Aquarium – ein Bild entsteht

Aquarium

Aquarium – was sehen wir … und was denken wir zu sehen?

Die Idee:

Zuerst gab es da ein Bild in einer Zeitung. Es illustrierte einen Artikel über die neue Lust an Zierfischen als Haustiere. Diese surreale Idee „mit Fischen kuscheln“ lies mich nicht los − also folgte irgendwann dieses Bild.

Was scheint auf dem Bild dargestellt zu sein?

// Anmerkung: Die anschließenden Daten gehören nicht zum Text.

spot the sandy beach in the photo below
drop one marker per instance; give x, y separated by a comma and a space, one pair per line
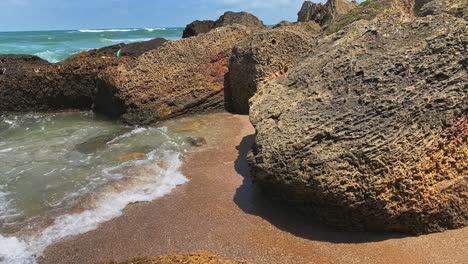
219, 211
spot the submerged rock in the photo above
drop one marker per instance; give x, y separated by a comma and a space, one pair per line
28, 83
264, 56
370, 131
201, 257
94, 144
196, 141
198, 27
181, 77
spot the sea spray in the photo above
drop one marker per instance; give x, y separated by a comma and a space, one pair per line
160, 173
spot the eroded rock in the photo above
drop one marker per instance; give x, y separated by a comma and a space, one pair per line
264, 56
371, 130
323, 13
181, 77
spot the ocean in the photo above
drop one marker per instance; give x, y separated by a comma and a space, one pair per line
56, 46
64, 173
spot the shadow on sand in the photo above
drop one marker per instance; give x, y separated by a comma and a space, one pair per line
251, 201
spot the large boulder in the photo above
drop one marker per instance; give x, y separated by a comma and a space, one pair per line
370, 131
198, 27
239, 18
264, 56
28, 83
181, 77
227, 19
323, 13
33, 84
131, 50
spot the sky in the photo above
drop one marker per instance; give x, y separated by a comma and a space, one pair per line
21, 15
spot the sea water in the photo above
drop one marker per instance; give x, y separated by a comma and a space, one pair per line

Man meint eine Meerjungfrau bzw. Nixe, die einen Fisch küsst, zu sehen. Offensichtlich liegt sie dabei auf dem Grund eines Sees mit Seerosen.

Was sieht man wirklich?

Eigentlich nur den Oberkörper eines weiblichen Wesen (sieht zumindest nach einer Frau aus) und einen Buntbarsch, den sie anscheinend küssen will. Im Hintergrund ist noch ein Fischschwanz zu sehen. Dass dieser Fischschwanz zur Frau gehört und nicht zu einem weiteren Fisch, ist nur eine Vermutung des Betrachters.

Untermalung Aquarium

Acryl Untermalung für das Bild „Aquarium“

Die Umsetzung:

Das Bildformat entspricht ungefähr dem Format eines Aquariums. Das gab auch den Ausschlag für den Bildtitel. Als erstes legte ich eine Untermalung mit Acrylfarben an. Diese ist expressiv, in sehr kräftigen Farben und legt bereits grob die Formen fest.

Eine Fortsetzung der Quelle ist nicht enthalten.